KEY POINTS:
Welfare beneficiaries without children are now worse off in relation to the average worker than at any time in the past 26 years, and probably in the last 60 years.
Auckland University research shows that the net dole for a single adult without children has dropped from a recent peak of 45 per cent of the net average wage in 1986 to 28 per cent today.
The current rate is the lowest since the university data started in 1981, and economist Brian Easton said it seemed to be the lowest since the average wage was created in 1948.
His data, based on the benefit rate for couples, shows that the previous lowest rate for couples was 54 per cent of the net average wage in 1972. The single adult rate is 60 per cent of the adult rate, making it around 32 per cent of the net average wage in 1972, but the tax rate for single adults would have been different from the married rate.
Auckland University doctoral student Gerry Cotterell said benefit rates had continued to fall slightly further behind the net average wage in recent years because they were adjusted in line with consumer prices, not wages.

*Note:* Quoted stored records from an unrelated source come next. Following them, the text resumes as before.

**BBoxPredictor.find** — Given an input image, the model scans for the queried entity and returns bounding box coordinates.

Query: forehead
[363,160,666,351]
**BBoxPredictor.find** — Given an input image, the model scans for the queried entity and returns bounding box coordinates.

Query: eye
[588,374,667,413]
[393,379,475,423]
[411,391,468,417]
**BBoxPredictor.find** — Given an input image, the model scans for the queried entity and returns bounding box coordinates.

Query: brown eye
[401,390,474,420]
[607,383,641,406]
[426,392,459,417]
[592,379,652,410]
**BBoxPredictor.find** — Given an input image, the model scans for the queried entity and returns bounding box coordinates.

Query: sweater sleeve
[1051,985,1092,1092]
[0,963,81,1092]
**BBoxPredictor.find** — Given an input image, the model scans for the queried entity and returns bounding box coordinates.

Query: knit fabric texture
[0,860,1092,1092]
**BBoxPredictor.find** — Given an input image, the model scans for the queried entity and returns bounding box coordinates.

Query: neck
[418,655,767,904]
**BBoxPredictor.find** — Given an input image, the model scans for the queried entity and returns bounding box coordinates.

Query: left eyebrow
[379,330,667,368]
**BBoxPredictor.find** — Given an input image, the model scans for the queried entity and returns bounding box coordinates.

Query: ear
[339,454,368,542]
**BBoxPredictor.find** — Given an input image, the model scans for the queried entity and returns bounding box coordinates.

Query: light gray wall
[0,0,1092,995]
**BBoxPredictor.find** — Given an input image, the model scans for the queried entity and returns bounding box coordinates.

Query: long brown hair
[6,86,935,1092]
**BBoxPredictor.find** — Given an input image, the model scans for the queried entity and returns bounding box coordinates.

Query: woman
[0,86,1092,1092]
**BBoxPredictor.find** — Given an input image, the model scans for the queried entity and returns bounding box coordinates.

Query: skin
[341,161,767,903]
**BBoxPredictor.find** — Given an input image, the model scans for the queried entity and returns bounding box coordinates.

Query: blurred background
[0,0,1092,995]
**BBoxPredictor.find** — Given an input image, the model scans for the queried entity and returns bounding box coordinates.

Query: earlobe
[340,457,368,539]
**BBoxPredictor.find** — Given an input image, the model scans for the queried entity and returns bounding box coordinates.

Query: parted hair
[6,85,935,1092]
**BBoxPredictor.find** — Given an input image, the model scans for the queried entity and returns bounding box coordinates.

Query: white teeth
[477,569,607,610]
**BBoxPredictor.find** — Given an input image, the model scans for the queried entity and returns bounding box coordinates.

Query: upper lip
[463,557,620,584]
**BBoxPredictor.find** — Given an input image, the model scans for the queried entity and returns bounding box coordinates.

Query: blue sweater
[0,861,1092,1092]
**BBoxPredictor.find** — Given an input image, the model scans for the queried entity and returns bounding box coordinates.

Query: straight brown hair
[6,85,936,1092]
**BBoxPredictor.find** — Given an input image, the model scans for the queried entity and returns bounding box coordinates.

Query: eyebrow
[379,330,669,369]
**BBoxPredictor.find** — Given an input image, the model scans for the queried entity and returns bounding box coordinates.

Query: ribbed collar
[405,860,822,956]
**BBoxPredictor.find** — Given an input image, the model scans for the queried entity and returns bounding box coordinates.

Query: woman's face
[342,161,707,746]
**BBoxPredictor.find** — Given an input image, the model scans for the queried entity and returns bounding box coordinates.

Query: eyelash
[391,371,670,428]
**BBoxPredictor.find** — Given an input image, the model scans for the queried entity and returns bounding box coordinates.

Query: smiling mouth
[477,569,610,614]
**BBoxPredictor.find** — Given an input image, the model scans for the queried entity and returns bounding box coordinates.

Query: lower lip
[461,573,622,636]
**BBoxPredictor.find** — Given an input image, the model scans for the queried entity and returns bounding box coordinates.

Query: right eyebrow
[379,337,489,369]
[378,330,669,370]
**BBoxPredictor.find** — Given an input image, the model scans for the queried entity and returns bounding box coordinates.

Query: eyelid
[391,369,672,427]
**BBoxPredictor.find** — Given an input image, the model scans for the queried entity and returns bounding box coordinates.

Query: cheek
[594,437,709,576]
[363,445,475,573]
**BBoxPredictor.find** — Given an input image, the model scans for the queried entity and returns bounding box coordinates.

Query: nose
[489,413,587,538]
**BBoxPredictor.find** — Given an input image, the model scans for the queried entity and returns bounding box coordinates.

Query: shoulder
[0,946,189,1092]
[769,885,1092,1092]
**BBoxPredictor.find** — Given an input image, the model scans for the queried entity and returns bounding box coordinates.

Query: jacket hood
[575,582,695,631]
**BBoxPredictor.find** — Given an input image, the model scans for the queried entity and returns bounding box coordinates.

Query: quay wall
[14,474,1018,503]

Since the Labour Government took office in the December quarter of 1999, the average wage has risen by 28.4 per cent while consumer prices rose by 20.1 per cent. A royal commission on social security recommended in 1972 that married benefits should be kept at 80 per cent of the net wages of building and engineering labourers, to ensure that beneficiaries could "participate in and belong to" the rest of society. Benefits were increased the next year in line with the commission's recommendations, but since then have always been adjusted in line with prices, not wages.
The single adult rate was also cut by $14 a week in the "mother of all Budgets" in 1991, and has never been restored. Instead, the gap between real net single benefits and the real net average wage has widened from $300 a week in 1991 to $400 a week today.
Mr Cotterell said beneficiaries could not feel a sense of "participation and belonging" with such a wide gap behind wages. Given economic improvements "surely there is an argument for restoring the rates that existed before 1991".